[Author Prev][Author Next][Thread Prev][Thread Next][Author Index][Thread Index]

[tor-bugs] #26022 [Metrics/Statistics]: Fix a flaw in the noise-removing code in our onion service statistics



#26022: Fix a flaw in the noise-removing code in our onion service statistics
------------------------------------+--------------------------
     Reporter:  karsten             |      Owner:  metrics-team
         Type:  defect              |     Status:  new
     Priority:  Medium              |  Milestone:
    Component:  Metrics/Statistics  |    Version:
     Severity:  Normal              |   Keywords:
Actual Points:                      |  Parent ID:
       Points:                      |   Reviewer:
      Sponsor:                      |
------------------------------------+--------------------------
 I think I found a flaw in the aggregation part of our onion service
 statistics.

 For context, I'm quoting a paragraph from our technical report where we
 explain how we're [https://research.torproject.org/techreports
 /extrapolating-hidserv-stats-2015-01-31.pdf extrapolating network totals
 from hidden-service statistics]:

 ''"When processing hidden-service statistics, we need to handle the fact
 that they have been obfuscated by relays.
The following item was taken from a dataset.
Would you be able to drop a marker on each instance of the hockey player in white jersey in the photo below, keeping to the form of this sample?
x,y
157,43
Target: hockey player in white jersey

As first step, we're attempting
 to remove the additive Laplace-distributed noise by rounding up or down to
 the nearest multiple of `bin_size`. The idea is that it's most likely that
 noise was added to the closest right side of a bin than to the right side
 of another bin. In step two, we're subtracting half of `bin_size`, because
 the relay added between 0 and `bin_size − 1` to the originally observed
 value."''

 In our Java code, these two steps turned into:

 {{{
   /** Removes noise from a reported stats value by rounding to the nearest
    * right side of a bin and subtracting half of the bin size. */
   private long removeNoise(long reportedNumber, long binSize) {
     long roundedToNearestRightSideOfTheBin =
         ((reportedNumber + binSize / 2) / binSize) * binSize;
     long subtractedHalfOfBinSize =
         roundedToNearestRightSideOfTheBin - binSize / 2;
     return subtractedHalfOfBinSize;
   }
 }}}

 I think that this code has a flaw: in `(reportedNumber + binSize / 2) /
 binSize`, we use [https://en.wikipedia.org/wiki/Truncation integer
 truncation]. However, as described in that Wikipedia article, ''"for
 negative numbers truncation does not round in the same direction as the
 floor function: truncation always rounds toward zero, the floor function
 rounds towards negative infinity."''

 I'm going to attach a graph (once this ticket exists) that visualizes the
 effect for reported values around zero. In short: the step function has
 one really long step, and that seems flawed or at least inconsistent.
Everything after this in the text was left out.